Hey folks, I have a use case around PredictLeads job postings where I'm getting stuck. I want to return Job Postings that match my keyword inclusion list and don't match my exclusion list.
why: I use Linkedin Alerts for job opening signals today, but Linkedin is really bad with a) context/num characters it allows b) "NOT" operators. I want to filter out the noise in open job postings, so I can reduce the manual effort here.
Here's pseudocode.
Included Keywords: Marketing, Data, Digital
Excluded Keywords: Crime, Fraud, Security, Sales, Talent
Based on Company Domain and Included Keywords, look up open roles via PredictLeads.

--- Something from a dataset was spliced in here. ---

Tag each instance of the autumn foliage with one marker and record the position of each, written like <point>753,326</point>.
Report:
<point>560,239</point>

A JSON object returns, which could contain 15 job openings matches for a given company.
1 - If any of the Excluded Keywords are found in Job Title[0], ignore the role entirely and move onto Job Title[1]. If there is no match, move onto step 2.
2 - See if the Job Title[0] matches any of the Included Keywords. If not, see if the Job Description[0] matches any of the Included Keywords.

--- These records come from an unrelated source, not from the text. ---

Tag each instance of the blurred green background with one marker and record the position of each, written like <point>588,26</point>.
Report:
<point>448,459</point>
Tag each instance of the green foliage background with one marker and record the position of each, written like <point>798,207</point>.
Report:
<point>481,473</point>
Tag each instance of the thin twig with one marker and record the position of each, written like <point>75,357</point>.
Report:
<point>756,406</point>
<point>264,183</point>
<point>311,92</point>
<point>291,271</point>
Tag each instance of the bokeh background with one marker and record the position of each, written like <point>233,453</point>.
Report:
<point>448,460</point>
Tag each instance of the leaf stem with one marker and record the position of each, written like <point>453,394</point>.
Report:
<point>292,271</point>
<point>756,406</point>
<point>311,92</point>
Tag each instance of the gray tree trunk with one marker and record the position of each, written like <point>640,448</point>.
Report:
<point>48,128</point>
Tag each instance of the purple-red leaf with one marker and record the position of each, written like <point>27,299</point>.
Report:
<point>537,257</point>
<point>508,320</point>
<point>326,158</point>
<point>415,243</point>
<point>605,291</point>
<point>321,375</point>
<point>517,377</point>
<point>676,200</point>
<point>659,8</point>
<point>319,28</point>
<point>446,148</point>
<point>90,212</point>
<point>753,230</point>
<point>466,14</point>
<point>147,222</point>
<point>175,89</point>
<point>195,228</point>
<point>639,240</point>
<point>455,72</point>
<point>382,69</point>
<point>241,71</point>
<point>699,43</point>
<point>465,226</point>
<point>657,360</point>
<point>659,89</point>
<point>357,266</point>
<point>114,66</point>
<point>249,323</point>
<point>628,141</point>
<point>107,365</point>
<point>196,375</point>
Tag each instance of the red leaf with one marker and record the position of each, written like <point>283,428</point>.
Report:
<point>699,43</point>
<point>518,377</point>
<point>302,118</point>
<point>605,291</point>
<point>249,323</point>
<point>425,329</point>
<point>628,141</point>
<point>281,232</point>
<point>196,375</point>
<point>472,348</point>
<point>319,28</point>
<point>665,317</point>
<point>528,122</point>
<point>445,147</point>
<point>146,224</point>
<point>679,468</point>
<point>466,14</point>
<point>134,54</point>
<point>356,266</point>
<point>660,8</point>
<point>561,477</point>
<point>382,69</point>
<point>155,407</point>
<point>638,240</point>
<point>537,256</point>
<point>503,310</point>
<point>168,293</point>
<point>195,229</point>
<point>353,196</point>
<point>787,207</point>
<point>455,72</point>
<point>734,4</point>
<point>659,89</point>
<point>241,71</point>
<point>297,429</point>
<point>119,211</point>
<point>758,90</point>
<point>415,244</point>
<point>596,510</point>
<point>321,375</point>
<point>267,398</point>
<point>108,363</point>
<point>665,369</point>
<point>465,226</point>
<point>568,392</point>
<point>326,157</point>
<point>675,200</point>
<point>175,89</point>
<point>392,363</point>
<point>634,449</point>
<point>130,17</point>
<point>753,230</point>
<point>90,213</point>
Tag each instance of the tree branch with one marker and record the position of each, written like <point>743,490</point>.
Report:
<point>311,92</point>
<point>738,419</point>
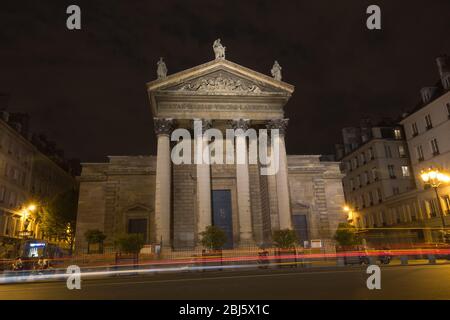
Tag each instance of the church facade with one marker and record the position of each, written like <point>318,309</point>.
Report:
<point>172,203</point>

----- 2A If not, ignore the role entirely and move onto Job Title[1]
----- 2B If a match is found, write down the sentences where that keyword was found and continue parsing the description for more tidbits. Add all of this into an object/array.
3. Do this again for all x results in that company's open job postings
4. Once I have an object with a slimmed down Job Title > Relevant Sentences, I can begin to build out some subject lines/first lines that might be relevant
Problems I'm experiencing:
I can't use the AI integration, since the job posting description itself is far too many characters for Clay's integration to handle (on free plan). I tried using the AI Formula Generator and got closer, but still not there. (maybe I parse this description into 3-4 separate fields and run the AI on all of them independently?)
I'm having trouble with Clay being able to handle nested JSON objects - it feels easy to de-construct an object but I'm not sure if I can construct an object.